The real problem I had with Margaret Thatcher was that I could never summon up as much bile for her as my lefty friends thought I should. Yes, the Falklands war was an absurd post-imperialist enterprise, but what are you supposed to do when a foreign power invades your sovereign territory? And taking on the unions was something that somebody in British politics was going to have to do sooner or later, otherwise Arthur Scargill would have been running the country. For a while it seemed that he was.
On a side note, the scales fell from my eyes re Scargill (and frankly there weren't all that many scales there in the first place) when I was in a deli in the Barbican in London and saw him buying smoked salmon and champagne to take back to his union paid-for flat.

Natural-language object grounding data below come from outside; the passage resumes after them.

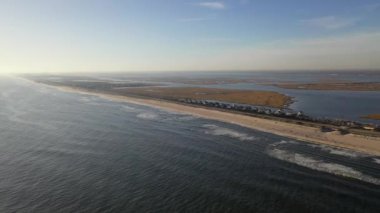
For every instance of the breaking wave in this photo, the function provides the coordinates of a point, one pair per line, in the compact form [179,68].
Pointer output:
[319,165]
[128,108]
[147,115]
[220,131]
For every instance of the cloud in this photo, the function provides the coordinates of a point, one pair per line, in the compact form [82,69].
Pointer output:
[212,5]
[330,22]
[354,51]
[372,7]
[199,19]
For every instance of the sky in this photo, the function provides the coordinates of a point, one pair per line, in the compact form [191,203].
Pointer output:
[187,35]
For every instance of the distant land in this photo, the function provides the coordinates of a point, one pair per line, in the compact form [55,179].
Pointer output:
[261,110]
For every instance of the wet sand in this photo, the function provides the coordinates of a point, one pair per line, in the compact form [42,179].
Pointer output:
[370,145]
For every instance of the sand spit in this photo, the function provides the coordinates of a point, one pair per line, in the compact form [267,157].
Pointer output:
[370,145]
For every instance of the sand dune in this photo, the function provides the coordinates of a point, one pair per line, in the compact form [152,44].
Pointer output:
[370,145]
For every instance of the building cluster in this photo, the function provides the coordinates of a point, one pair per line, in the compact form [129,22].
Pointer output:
[282,113]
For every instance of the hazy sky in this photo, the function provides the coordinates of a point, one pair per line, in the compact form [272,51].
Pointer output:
[148,35]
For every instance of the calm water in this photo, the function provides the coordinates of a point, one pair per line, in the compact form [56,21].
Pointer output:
[348,105]
[62,152]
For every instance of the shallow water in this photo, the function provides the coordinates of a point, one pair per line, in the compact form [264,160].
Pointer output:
[65,152]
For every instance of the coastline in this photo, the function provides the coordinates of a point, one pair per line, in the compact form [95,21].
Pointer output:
[366,144]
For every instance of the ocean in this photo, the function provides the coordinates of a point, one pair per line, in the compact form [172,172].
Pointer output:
[345,105]
[67,152]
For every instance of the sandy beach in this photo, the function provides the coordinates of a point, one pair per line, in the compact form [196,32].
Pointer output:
[369,145]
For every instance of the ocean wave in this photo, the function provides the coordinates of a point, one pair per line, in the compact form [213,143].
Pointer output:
[147,115]
[128,108]
[329,149]
[220,131]
[319,165]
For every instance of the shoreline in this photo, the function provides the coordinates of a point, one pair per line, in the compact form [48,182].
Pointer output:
[366,144]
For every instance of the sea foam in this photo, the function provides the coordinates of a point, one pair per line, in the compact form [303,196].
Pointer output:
[220,131]
[319,165]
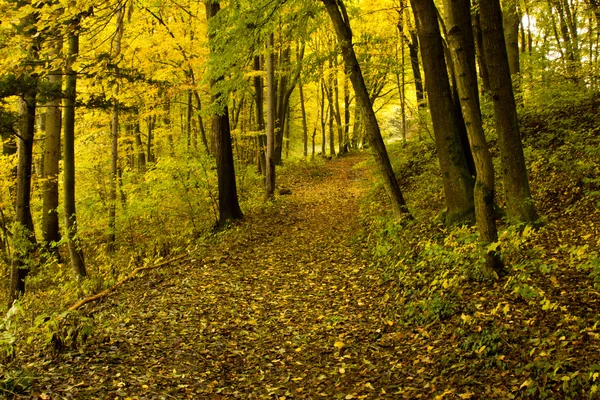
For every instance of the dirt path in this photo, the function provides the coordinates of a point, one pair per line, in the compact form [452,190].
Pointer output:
[284,307]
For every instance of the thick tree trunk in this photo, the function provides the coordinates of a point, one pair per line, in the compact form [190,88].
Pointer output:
[519,203]
[460,37]
[24,233]
[270,154]
[75,251]
[50,226]
[229,208]
[341,23]
[457,180]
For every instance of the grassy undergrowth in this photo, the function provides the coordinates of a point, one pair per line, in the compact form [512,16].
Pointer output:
[535,333]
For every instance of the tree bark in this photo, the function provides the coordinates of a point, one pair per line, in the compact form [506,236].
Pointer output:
[271,111]
[260,116]
[341,23]
[75,250]
[229,208]
[519,203]
[50,225]
[114,135]
[201,122]
[511,22]
[478,36]
[457,180]
[304,125]
[139,146]
[24,234]
[460,37]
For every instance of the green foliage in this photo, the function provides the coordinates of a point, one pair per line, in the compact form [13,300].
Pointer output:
[9,328]
[65,331]
[15,383]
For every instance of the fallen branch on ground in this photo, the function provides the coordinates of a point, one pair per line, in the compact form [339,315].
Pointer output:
[111,289]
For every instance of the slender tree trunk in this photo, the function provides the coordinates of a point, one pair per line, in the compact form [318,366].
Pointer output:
[50,228]
[229,208]
[341,23]
[270,154]
[346,113]
[286,86]
[150,123]
[114,130]
[457,180]
[24,234]
[304,126]
[460,37]
[260,116]
[201,122]
[191,142]
[331,131]
[519,203]
[139,146]
[483,72]
[323,120]
[75,250]
[511,22]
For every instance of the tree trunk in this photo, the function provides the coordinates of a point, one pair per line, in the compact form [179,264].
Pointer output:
[511,22]
[149,142]
[75,250]
[460,37]
[341,23]
[191,139]
[323,120]
[201,122]
[346,113]
[24,234]
[229,208]
[260,116]
[331,131]
[483,72]
[286,86]
[304,126]
[519,203]
[270,154]
[114,135]
[50,228]
[139,146]
[458,182]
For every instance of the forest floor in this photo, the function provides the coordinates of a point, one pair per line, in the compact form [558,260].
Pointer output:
[283,307]
[309,297]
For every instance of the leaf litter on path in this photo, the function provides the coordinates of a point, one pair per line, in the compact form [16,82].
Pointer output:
[283,307]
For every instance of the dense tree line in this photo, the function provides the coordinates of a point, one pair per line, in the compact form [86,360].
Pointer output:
[116,97]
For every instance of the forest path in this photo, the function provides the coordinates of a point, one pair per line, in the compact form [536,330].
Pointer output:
[283,307]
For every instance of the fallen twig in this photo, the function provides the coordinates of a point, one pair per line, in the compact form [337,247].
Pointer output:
[111,289]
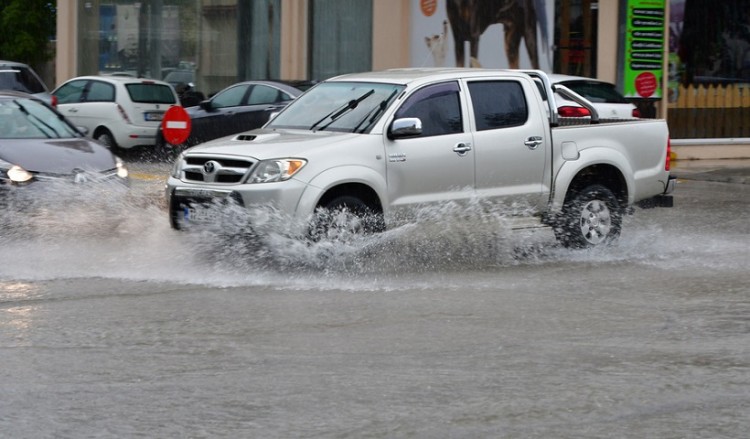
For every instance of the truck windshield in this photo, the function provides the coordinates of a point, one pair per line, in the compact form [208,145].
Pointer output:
[338,106]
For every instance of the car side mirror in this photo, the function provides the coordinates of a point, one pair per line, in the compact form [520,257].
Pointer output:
[405,127]
[206,105]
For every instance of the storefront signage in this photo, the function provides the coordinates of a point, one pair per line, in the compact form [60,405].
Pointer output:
[644,48]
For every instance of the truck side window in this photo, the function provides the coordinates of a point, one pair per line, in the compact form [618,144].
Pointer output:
[437,106]
[498,104]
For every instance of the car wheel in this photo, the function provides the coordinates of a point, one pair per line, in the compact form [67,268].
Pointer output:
[590,217]
[106,138]
[344,218]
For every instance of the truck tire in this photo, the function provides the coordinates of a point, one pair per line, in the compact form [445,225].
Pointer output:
[344,217]
[590,217]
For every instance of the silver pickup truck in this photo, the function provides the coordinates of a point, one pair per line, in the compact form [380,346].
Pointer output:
[378,146]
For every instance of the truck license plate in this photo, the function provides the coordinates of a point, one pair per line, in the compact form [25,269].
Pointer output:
[199,214]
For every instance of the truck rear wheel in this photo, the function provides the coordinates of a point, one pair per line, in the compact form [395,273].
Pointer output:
[590,217]
[344,217]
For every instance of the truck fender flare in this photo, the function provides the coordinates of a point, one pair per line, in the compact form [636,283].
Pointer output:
[338,176]
[590,157]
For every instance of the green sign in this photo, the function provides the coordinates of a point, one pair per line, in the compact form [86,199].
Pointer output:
[645,40]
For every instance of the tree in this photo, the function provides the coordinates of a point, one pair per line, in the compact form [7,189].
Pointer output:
[26,27]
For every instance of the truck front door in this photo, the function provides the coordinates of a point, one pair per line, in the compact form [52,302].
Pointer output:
[511,144]
[438,164]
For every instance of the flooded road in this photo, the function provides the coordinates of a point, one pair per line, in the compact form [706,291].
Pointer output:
[439,329]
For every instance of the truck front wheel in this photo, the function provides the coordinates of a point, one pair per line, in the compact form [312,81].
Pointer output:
[344,217]
[590,217]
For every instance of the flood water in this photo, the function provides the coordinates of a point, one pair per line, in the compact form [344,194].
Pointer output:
[450,327]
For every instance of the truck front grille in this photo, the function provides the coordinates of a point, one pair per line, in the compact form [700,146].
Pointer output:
[220,170]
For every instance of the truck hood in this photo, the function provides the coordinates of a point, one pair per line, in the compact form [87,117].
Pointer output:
[268,144]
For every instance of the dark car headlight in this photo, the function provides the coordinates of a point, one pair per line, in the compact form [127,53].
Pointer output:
[14,173]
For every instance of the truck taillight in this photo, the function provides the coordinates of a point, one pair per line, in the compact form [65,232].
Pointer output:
[570,111]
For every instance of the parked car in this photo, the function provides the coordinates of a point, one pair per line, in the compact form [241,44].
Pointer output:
[39,146]
[240,107]
[608,102]
[20,77]
[118,111]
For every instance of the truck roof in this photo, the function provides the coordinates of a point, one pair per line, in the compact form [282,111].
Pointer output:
[420,74]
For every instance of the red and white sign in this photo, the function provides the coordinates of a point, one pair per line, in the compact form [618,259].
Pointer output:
[176,125]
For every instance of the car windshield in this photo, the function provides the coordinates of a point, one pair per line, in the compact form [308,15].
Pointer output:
[150,93]
[23,118]
[597,92]
[338,106]
[20,79]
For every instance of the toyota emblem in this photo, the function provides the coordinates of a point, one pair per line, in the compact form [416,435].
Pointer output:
[210,167]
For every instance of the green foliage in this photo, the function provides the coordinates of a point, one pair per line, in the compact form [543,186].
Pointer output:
[26,27]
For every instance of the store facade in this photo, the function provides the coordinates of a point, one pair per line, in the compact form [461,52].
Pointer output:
[219,42]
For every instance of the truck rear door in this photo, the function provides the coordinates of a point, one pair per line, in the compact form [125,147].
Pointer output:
[510,141]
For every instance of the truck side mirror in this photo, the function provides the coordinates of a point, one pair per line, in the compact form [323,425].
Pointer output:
[406,127]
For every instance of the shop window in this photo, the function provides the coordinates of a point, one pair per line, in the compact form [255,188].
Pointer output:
[340,37]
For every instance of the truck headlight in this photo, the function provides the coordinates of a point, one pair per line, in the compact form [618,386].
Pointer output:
[269,171]
[14,173]
[122,170]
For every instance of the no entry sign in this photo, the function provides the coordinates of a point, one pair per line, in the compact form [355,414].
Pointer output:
[176,125]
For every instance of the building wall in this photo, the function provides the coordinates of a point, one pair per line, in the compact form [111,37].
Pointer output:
[392,27]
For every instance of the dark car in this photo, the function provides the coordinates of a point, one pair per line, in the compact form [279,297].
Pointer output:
[40,149]
[240,107]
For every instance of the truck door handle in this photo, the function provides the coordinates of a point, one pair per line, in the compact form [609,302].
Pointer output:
[462,148]
[533,142]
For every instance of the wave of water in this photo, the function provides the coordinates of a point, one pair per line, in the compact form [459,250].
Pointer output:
[108,235]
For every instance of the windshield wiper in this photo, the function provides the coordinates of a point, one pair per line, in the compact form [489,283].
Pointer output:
[29,115]
[374,113]
[338,112]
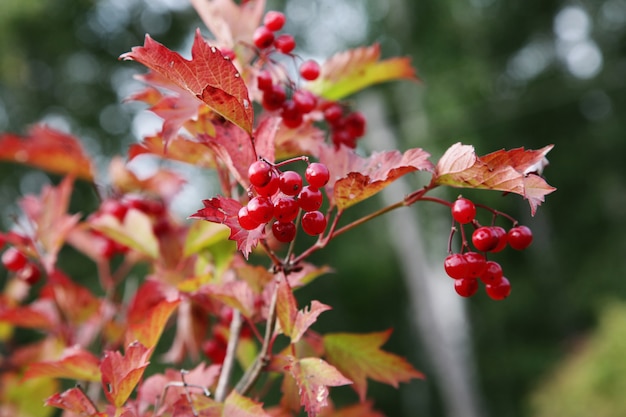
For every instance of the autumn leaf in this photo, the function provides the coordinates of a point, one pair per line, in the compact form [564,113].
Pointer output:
[358,356]
[121,373]
[348,72]
[49,149]
[208,76]
[74,363]
[313,376]
[516,171]
[359,178]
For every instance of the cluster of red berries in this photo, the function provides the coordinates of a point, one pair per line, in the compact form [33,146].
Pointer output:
[281,196]
[16,261]
[471,267]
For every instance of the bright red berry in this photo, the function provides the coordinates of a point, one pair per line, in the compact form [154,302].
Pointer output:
[499,290]
[317,174]
[313,223]
[520,237]
[463,210]
[466,287]
[263,37]
[456,266]
[13,259]
[310,70]
[274,20]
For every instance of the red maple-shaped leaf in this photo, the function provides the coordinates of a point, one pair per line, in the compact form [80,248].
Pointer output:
[75,401]
[74,363]
[121,373]
[208,76]
[224,210]
[358,356]
[48,149]
[351,71]
[313,376]
[516,171]
[359,178]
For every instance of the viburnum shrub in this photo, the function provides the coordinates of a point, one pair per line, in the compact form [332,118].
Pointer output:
[283,149]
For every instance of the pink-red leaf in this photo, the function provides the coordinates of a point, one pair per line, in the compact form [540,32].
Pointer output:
[516,171]
[48,149]
[358,356]
[208,76]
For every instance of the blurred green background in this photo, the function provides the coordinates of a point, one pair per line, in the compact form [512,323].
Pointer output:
[495,74]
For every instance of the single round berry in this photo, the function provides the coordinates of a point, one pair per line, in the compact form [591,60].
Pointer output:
[263,37]
[13,259]
[261,209]
[290,183]
[492,273]
[310,198]
[284,232]
[463,210]
[285,43]
[286,209]
[484,239]
[274,20]
[317,174]
[313,223]
[466,287]
[499,290]
[310,70]
[456,266]
[260,173]
[246,221]
[519,237]
[476,264]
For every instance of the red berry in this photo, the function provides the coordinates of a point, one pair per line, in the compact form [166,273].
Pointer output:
[260,173]
[284,231]
[520,237]
[484,239]
[317,174]
[13,259]
[290,183]
[492,273]
[310,70]
[313,223]
[466,287]
[456,266]
[263,37]
[499,290]
[274,20]
[310,198]
[246,221]
[285,43]
[463,210]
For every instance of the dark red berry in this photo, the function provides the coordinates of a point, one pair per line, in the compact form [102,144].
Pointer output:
[466,287]
[520,237]
[499,290]
[456,266]
[463,210]
[317,174]
[13,259]
[284,231]
[313,223]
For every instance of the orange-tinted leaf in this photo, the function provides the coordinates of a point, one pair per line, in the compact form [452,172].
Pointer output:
[74,363]
[121,373]
[360,178]
[313,376]
[516,171]
[48,149]
[208,76]
[348,72]
[75,401]
[358,356]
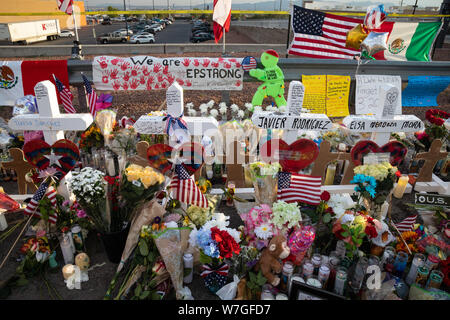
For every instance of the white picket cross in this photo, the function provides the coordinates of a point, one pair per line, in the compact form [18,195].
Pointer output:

Anyway, I don’t think Mrs. T. was much of a foodie, but poking around online and in the obits I find a number of food-related things I didn’t know, though I perhaps should have.
ONE: she was in some way or other involved with the invention of soft-serve ice cream, which personally I can’t stand, but I know that many do, and either way this doesn’t make her the incarnation of evil.
TWO: after her first press conference outside 10 Downing Street she saw the pictures of herself and thought she looked fat. She lost ten pounds in a week by eating eggs, spinach and whisky. That’s well worth a try, weight watchers.
THREE: according to Answers.com her favorite food was “Haddock and chips from Grimsby/Cleethorpes.” No doubt there’s some political dimension to that choice, but it sounds about right.
Finally, Charles Moore in a Vanity Fair in December 2011, had something very interesting to say about Thatcher and food:
‘She always deferred to him (husband Denis) in the conventional male areas … and made much of producing his dinner, even though the meals were usually purchased ready-made at Marks & Spencer. Her bossiness toward him was the bossiness of traditional wife to traditional husband. I once sat next to him at a dinner where he was pushing his food around the plate, clearly trying to avoid eating it. “Don’t draw attention to it,” he told me, “or it will be cosmic obloquy from her.”
I shall be trying to slip the phrase “cosmic obloquy” into my conversation from now on, partly in honor of Margaret, and even more in honor of Denis: a brave man in so many ways.